Samar-samar, dia masih merasakan kesedihan si murid perpus, menarik-narik hatinya seperti kait pancing. Namun, dari orang di depannya—
Tak ada apa-apa.
Tak ada emosi sama sekali.
Tunggu, itu tidak benar. Si rambut merah itu kan baru saja mengomelinya. Berarti, paling tidak dia marah, atau sedikit kesal.
Tapi kenapa Kay tidak merasakannya? Seharusnya dia merasakan panas di perutnya, atau ketegangan di urat-urat kepalanya saat ini.
Tanpa basa-basi, Kay meraih tangan Kak Aria, mengabaikan protes pemiliknya. Dia membolak-balik tangan itu. Menelitinya. Menelusuri garis-garis di telapaknya dengan telunjuknya, mencari sesuatu yang berbeda.
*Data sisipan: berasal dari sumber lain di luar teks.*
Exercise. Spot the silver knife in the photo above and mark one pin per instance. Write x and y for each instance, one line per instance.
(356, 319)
Sesuatu yang lain. Sesuatu yang menunjukkan bahwa orang di depannya bukan orang biasa—misalnya, entahlah… hantu, atau alien, mungkin?
Karena penjelasan apa lagi yang masuk akal? Kay bisa merasakan emosi orang lain, dan dia tidak merasakan apa-apa dari orang di depannya ini!